Thanks all for the suggestions. Hadn't thought of upgrading the grinder, but that is logically the next step. If I do compromise and go for the Oracle Touch (so my wife can use it), although I appreciate it is automatic, presumably I can use a separate standalone grinder to grind/dose and let the machine do the rest. This may help overcome the basic built-in grinder.


----------



## Mrboots2u (May 10, 2013)

I've had a few different machines, then a sage, then back to a dual boiler -e61

oracle sorry to say isn't an upgrade , the grinder is the real weak spot. 
the auto tamping and milk are good, the rest of the cost price is in functionality of programming , your drink preferences that to be honest is just marketing blurb that serves little purpose .


----------



## Hall787 (16 d ago)

Just read this thread - just wondering whether to buy a cheap second hand oracle and buy a good grinder to pair with it (df64) If you have a separate grinder, is the oracle basically the same as the sage dual boiler?


----------



## ajohn (Sep 23, 2017)

Charanko said:


> I have a Sage dual boiler which has developed a leak around the sides of the porta filter.
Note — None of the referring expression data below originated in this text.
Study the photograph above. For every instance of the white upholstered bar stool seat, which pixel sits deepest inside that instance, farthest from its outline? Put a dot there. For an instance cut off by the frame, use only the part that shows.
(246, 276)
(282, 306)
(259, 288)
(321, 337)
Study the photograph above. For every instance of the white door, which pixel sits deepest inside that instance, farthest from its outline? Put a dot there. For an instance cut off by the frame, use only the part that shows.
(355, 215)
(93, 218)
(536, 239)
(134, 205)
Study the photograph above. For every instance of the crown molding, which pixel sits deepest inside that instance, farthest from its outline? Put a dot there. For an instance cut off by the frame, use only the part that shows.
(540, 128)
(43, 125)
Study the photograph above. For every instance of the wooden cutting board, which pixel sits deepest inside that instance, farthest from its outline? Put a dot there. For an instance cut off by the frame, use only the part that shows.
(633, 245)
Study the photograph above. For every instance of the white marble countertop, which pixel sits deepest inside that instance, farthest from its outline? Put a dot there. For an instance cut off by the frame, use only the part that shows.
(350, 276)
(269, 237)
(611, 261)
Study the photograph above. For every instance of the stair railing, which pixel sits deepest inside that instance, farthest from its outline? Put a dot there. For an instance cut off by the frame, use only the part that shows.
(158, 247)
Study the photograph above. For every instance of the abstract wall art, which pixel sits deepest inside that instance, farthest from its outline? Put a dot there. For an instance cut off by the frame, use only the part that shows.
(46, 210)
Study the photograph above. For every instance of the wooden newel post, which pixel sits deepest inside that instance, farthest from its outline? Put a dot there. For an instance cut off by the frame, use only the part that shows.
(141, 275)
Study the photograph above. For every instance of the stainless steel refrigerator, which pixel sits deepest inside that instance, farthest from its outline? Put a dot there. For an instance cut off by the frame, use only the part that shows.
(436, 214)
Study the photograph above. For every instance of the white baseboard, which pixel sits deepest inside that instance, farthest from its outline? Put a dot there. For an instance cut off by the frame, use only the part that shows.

Sage are taking the machine back and have already decided to replace it.


Odd. How old is it. That can be caused by needing a new portafilter seal fitting or incorrectly fitted or grinds build up.

A lot discount the pressure gauge on all Sage machines that has them. I don't. They can be used to get the volumetrics to work. I recently replaced my DB and have left it set at 10bar to try that. I was successful on my BE and expect the same on the DB. It looks like it will work out on the bean I use most of the time as brew pressure was 9 bar. On other beans it may not work out.

If you change to the Oracle you loose a certain amount of flexibility, A bean is tuned in by varying the grind. The automatic tamping looks after the quantity of grinds, That's my understanding of how it works anyway. Most posts on here are from people who have problems. I sometimes wonder if they have tampered with settings. The quantity of grinds is set by the machine. If for instance some one weighed in some other quantity beans the tamping would change as well, For me I see that as a limitation. Some serious coffee drinkers have switched to them on here in the past and made favorable comments about what comes out.  These sorts of posts needn't be that accurate though. I have used a Sage grinders a lot and wouldn't knock them as hard as some do.

LOL Just noticed this is an old thread,


----------